Unfortunately, the revelation was leaked to the press, and skepticism, however briefly, prevailed. It was broadly hinted (even among those claiming to be spiritually evolved) that Kit Lightfoot’s tulku status had been bestowed by virtue of his many generous donations, both past and relatively recent, to certain clinics and monasteries in Mysore, Burma, the Netherlands, and elsewhere. No one seemed to care or take public note that his root guru, Gil Weiskopf Roshi, had close ties to H.H. Penor Rinpoche and the Nyingma lineage that stretched back many years or that Kit had visited the Namdroling monastery with his teacher.

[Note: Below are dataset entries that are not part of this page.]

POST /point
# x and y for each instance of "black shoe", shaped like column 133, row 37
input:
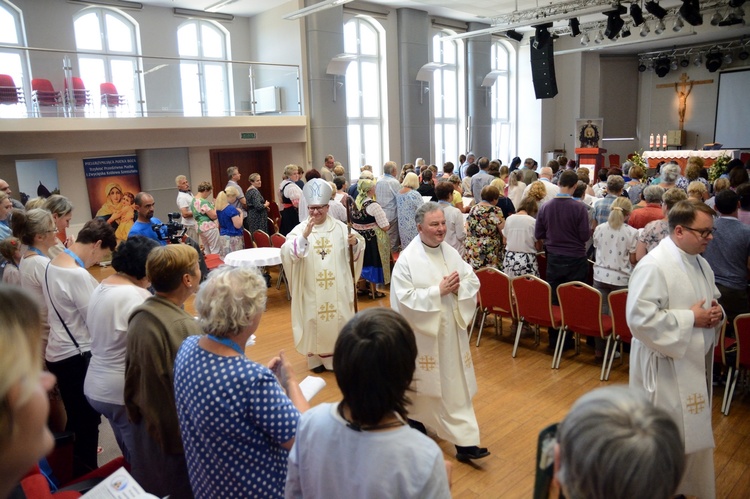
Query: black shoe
column 466, row 454
column 417, row 426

His Holiness still felt a measured response to the controversy was in order and released a kind of elegant disclaimer, via the Internet, stressing that no relevant persons or entities had received any substantial donations from Mr. Lightfoot. Moreover, the announcement of his being a tulku, far from being frivolous or ill-conceived, was measured and sober minded. Such a recognition, he said, was to be celebrated, not rebuked. The statement of his rebirth was a simple fact and not meant to imply that Mr. Lightfoot was a realized being, merely that he possessed special gifts and the potential to aid others. Much training lay ahead. There were no guarantees regarding each tulku’s “success.” Taking the high lama road, the Rinpoche closed his statement by reiterating that the discovery of a jewel should provoke joyousness, not cynical dissent. He hoped that one day, that would be so.